Problems with these interpretations
All of the above potential causes share a similar problem with analysis in that many women who do not have vaginismus have experienced sexual molestation, strict sexual or religious upbringing and/or fear of first time intercourse. It is therefore difficult to pinpoint any of the above events as the cause of vaginismus.

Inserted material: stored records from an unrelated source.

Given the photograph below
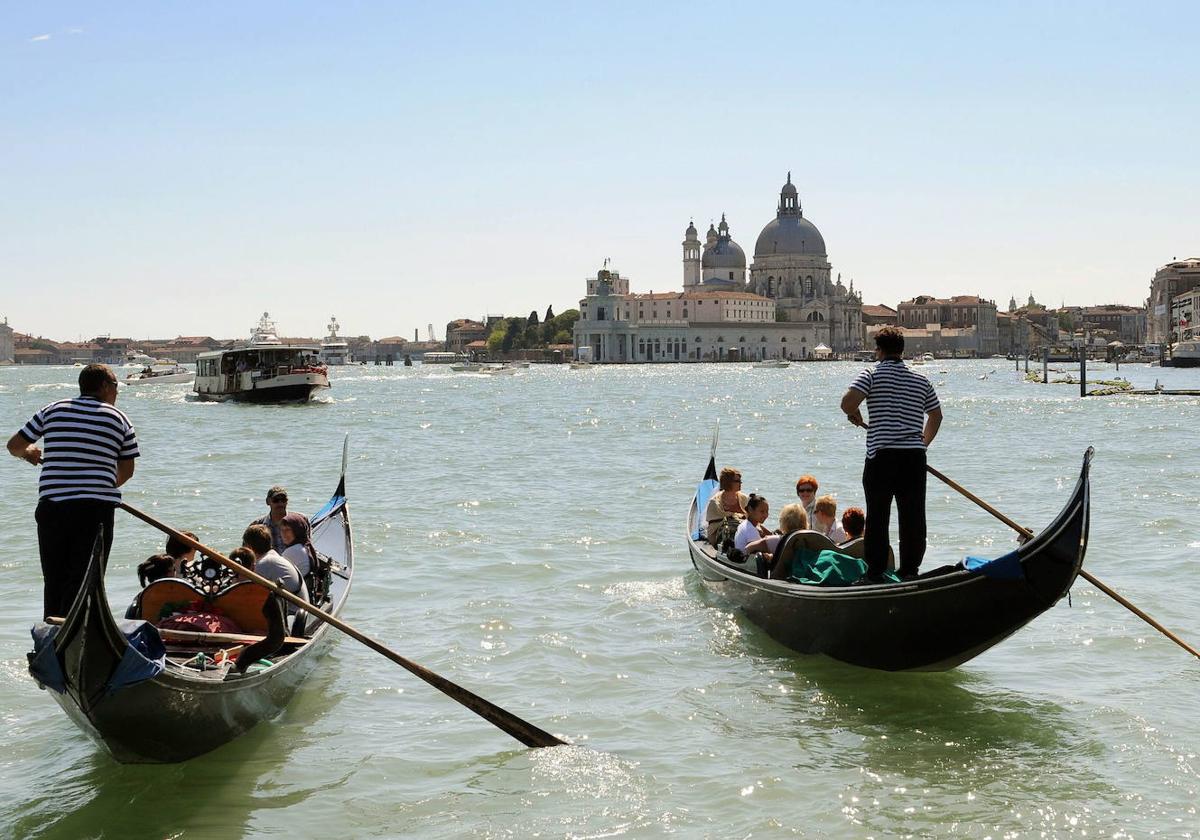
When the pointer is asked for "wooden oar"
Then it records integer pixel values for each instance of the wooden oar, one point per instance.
(1086, 575)
(527, 733)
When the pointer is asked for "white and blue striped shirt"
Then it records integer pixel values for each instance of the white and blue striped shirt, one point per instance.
(84, 439)
(898, 399)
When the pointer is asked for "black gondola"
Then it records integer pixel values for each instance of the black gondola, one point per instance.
(933, 623)
(121, 684)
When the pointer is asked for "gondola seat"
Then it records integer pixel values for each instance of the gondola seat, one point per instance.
(243, 603)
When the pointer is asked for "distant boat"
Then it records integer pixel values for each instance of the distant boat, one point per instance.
(334, 351)
(264, 370)
(160, 376)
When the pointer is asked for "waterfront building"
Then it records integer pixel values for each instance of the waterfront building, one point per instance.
(789, 300)
(6, 345)
(967, 323)
(1183, 309)
(462, 331)
(1169, 282)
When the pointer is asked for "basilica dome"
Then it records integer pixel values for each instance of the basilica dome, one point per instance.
(790, 233)
(723, 252)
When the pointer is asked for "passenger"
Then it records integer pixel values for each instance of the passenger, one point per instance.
(807, 489)
(753, 537)
(270, 564)
(243, 556)
(155, 569)
(825, 519)
(300, 550)
(180, 553)
(729, 503)
(277, 502)
(853, 521)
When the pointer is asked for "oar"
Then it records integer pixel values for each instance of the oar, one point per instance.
(1087, 576)
(527, 733)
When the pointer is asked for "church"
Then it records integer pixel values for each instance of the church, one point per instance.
(787, 309)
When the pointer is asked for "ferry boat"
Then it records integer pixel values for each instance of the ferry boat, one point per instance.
(264, 370)
(1186, 352)
(159, 375)
(334, 351)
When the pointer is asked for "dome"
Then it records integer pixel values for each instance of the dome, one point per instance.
(790, 235)
(724, 255)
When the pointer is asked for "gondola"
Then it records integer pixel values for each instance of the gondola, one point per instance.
(157, 697)
(936, 622)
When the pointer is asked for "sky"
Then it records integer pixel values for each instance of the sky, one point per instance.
(179, 168)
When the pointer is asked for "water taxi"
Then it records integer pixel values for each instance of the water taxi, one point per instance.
(264, 370)
(334, 351)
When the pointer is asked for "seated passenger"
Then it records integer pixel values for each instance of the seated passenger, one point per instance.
(813, 558)
(155, 569)
(271, 565)
(853, 521)
(807, 490)
(294, 532)
(181, 555)
(825, 519)
(729, 503)
(244, 556)
(753, 537)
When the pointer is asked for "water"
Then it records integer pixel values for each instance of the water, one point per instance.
(523, 538)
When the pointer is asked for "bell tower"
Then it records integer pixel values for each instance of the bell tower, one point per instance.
(690, 257)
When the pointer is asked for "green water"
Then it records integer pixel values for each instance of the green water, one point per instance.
(523, 537)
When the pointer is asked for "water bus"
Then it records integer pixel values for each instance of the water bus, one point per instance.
(264, 370)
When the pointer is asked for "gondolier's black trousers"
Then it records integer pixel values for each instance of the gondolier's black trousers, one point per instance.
(894, 474)
(66, 533)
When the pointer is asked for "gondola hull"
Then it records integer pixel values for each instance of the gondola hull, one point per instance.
(181, 713)
(933, 623)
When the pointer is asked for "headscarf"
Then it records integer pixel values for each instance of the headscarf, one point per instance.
(303, 532)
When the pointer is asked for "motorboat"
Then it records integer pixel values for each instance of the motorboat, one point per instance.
(263, 370)
(162, 375)
(334, 349)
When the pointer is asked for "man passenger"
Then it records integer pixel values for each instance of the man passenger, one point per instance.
(898, 402)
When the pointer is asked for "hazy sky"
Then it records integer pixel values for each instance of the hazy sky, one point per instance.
(178, 168)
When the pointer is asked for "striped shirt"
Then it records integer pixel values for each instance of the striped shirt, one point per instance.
(897, 402)
(84, 439)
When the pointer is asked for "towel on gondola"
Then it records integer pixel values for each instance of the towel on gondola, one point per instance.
(199, 622)
(829, 568)
(1007, 568)
(144, 657)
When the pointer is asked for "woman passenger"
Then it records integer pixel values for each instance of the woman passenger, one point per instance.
(753, 537)
(297, 535)
(727, 503)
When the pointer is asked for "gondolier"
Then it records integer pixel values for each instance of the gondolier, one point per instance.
(898, 403)
(89, 451)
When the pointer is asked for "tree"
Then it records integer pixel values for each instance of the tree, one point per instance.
(511, 331)
(496, 341)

It is my feeling that vaginismus does represent a protective reflex. The body is able to protect itself in a microsecond to avoid injury. The well known avoidance of an object approaching our eye does not have to be processed to prevent injury, There is a rapid turning of the face and strong blink that occurs far more quickly than if one were to “think it out’. In a similar way it is my thought that the brain has been programmed to think of vaginal penetration as being painful. In response there is an uncontrolled and involuntary spasm of the entry muscle to the vagina that in effect says “no entry”.
So the question is why do some women have this more severe form of vaginismus. Why is there is such heightened pain, such severe anxiety and such strong avoidance to any form of penetration?
My thoughts are that vaginismus is a form of phobia. People who are phobic may simply have an uncomfortable feeling when faced with a (perceived) stressful situation, while others may decompensate when faced with similar circumstances. Cases in point would be two people who have a phobia about heights. One may notice an increase heart rate while another has a complete meltdown with uncontrollable shaking and screaming, and has to be helped to a safer place. Fears of bridges, elevators, crowds, animals, spiders, and needles all share similar ranges of potential decompensation.
It does not appear to be any different with vaginismus. Some patients are able to tolerate a GYN exam but not intercourse, while more severe forms of vaginismus decompensate with just the thought of having a GYN exam. It is my opinion that there is greater spasm in the more severe cases of vaginismus, causing the vagina to look and feel like a tightly closed fist. This is proving to be so in my data analysis of over 180 patients who have been examined and treated. The severe form of vaginismus is accompanied with a stronger level of spasm, usually at the entry muscle. Most of the patients I treat are level 5 severe vaginismus.
It is my opinion that vaginismus represents a protective reflex. The brain says “pain”, the vagina responds with “no entry”. In the same way some people have stronger phobic reactions to perceived noxious stimuli, here too, in severe level 5 vaginismus, the response is greater than what would be expected.